The theme of aging as a women’s issue was picked up by acerbic social commentator Susan Jacoby in her 2011 book, Never Say Die: the Myth and Marketing of Old Age. She points out that the household income of women is cut in half when their husbands die. Unequal pay for equal work has a cumulative effect: pensions are lower for women. Women who take time out of work to raise a family are rarely able to compensate for the loss of wages, seniority, and missed promotions. Because women typically live longer than men, they are more likely to become frail, to develop dementia, and to be widowed. As a result, fully two-thirds of nursing home residents are female. And the issues that affect older women in general affect older women of color in spades.
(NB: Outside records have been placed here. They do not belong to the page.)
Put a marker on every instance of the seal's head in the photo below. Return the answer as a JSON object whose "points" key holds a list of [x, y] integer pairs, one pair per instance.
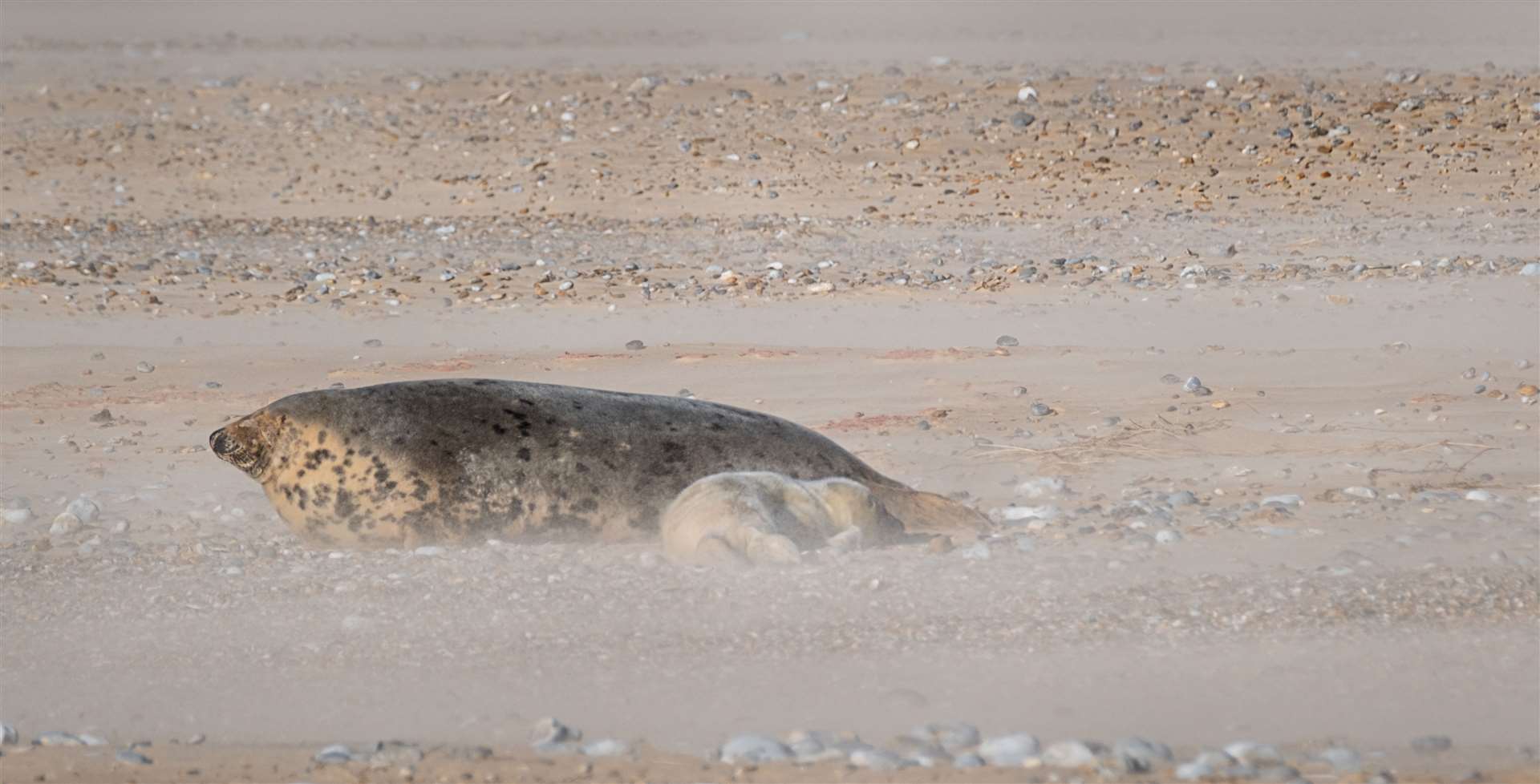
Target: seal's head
{"points": [[247, 443]]}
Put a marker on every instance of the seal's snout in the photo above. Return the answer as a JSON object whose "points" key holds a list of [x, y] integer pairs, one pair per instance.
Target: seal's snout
{"points": [[222, 444], [230, 447]]}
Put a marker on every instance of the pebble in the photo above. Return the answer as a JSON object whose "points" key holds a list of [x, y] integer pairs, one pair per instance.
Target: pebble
{"points": [[1043, 487], [877, 760], [1071, 754], [63, 524], [85, 510], [1431, 745], [132, 757], [1009, 750], [975, 552], [753, 749], [550, 732], [950, 737], [1342, 758], [1181, 498], [1140, 755], [333, 755], [607, 747]]}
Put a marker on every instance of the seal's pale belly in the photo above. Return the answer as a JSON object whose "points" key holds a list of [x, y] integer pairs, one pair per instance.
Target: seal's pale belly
{"points": [[401, 464]]}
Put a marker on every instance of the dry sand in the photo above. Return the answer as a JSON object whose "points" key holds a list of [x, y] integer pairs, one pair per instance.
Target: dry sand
{"points": [[796, 210]]}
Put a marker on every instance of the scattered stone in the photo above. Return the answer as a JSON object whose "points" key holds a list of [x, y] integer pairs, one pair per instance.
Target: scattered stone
{"points": [[132, 757], [1342, 760], [1071, 754], [607, 747], [550, 732], [1009, 750], [333, 755], [1433, 745], [753, 749]]}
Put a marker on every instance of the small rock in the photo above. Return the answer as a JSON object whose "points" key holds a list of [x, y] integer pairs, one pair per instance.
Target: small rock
{"points": [[333, 755], [950, 737], [1069, 754], [975, 552], [550, 732], [753, 749], [1342, 758], [1181, 498], [65, 524], [1009, 750], [85, 510], [132, 757], [877, 760], [1433, 745], [607, 747], [969, 760]]}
As we pressure the government to preserve reproductive health rights, to institute equal pay for equal work, and to enforce laws that prohibit discrimination based on sexual orientation, we should also pressure government to maintain and improve health care for older women. That means protecting Medicare and Medicaid, subsidizing supportive housing, and assisting family caregivers--at last report, there were 34.2 million Americans providing unpaid care for an adult over age 50 and two-thirds of these caregivers were themselves over 65. So to the barricades!